The resulting images reveal workshops as complex social ecosystems where labour, mentorship, and aspiration intersect. Mechanics gather around dismantled engines. Apprentices observe experienced workers. Knowledge circulates between generations through demonstration, repetition, and practice. The workshop emerges not simply as a place of employment but as a site of education, community formation, and economic survival.

Culture Custodians "Built by hand | Courtesy Mayowa Akande
Culture Custodians “Built by hand | Courtesy Mayowa Akande

Akande’s photographs are particularly effective in revealing the social structures that underpin this environment. Dare is often positioned among others rather than isolated from them. Even when he occupies the centre of the frame, his role is defined through relationships with apprentices, colleagues, and observers. The emphasis remains on collective growth rather than individual achievement.

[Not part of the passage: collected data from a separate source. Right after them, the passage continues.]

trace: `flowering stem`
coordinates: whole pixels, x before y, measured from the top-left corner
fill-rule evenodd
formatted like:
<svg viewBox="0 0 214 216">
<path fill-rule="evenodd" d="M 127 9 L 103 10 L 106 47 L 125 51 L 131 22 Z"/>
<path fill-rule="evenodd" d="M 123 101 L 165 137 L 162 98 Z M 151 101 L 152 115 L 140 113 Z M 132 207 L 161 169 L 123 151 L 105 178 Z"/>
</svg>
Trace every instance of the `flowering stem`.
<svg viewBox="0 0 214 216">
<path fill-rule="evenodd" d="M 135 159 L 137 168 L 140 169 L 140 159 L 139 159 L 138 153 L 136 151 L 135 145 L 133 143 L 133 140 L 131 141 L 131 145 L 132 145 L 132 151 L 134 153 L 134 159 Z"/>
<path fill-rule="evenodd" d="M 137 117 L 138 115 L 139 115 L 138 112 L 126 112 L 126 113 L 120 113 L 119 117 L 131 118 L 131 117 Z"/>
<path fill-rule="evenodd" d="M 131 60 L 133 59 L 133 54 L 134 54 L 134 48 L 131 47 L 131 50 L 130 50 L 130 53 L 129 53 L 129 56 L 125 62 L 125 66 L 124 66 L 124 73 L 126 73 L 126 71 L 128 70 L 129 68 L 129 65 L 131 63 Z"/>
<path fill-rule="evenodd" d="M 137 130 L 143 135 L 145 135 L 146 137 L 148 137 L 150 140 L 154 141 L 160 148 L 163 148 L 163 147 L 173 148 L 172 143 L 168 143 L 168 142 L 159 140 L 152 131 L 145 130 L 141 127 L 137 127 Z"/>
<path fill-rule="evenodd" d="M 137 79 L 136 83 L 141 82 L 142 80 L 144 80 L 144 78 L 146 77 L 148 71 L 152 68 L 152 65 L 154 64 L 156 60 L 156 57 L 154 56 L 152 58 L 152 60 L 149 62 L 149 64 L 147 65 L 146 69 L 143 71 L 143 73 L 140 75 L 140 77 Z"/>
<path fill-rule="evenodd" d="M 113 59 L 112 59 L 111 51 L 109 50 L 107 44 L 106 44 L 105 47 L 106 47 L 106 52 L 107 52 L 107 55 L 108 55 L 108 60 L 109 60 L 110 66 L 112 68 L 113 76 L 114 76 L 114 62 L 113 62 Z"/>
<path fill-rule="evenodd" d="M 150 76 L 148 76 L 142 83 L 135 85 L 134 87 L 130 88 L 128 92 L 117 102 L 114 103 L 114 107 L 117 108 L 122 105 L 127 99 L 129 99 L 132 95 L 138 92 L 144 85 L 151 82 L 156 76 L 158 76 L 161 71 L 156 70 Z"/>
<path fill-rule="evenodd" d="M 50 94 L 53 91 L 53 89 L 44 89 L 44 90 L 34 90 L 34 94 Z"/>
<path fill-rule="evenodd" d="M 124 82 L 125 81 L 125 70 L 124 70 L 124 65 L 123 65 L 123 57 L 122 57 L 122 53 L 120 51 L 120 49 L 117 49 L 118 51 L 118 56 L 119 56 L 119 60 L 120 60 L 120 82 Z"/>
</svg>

Through these interactions, the photographer constructs a broader portrait of a generation navigating economic realities through ingenuity, adaptability, and shared knowledge.

Equally significant is Akande’s attention to the physical environment itself. Corrugated roofs, improvised workspaces, scattered tools, partially assembled engines, and weathered walls become essential components of the narrative. These spaces are not presented as sites of deficiency but as evidence of creativity and resourcefulness. They reveal how communities build systems of learning and production within conditions that often demand flexibility and innovation.

Across all three bodies of work, Akande demonstrates a remarkable ability to identify the connections between seemingly disparate subjects. The cultural performers in Sunderland, the contemplative figure standing before the North Sea, and the young mechanics working in Ogun State all participate in a shared narrative of continuity and adaptation. They are individuals navigating different circumstances, yet each is engaged in the work of sustaining something larger than themselves.

This is ultimately what gives Akande’s photography its resonance. His images are not merely documents of people, places, or events. They are reflections on the systems of care, knowledge, and participation that allow communities to endure. They remind us that culture is carried not only through grand institutions or official histories but also through everyday actions, shared labour, inherited traditions, and collective memory.

In an increasingly interconnected yet fragmented world, Mayowa Akande’s photographs offer a compelling vision of cultural custodianship. They reveal that belonging is rarely fixed, identity is never singular, and community remains one of the most powerful forces shaping how people navigate the complexities of contemporary life. Through a practice rooted in observation, empathy, and attentiveness, Akande captures not only where people are, but how they continue to carry themselves, their histories, and their cultures forward.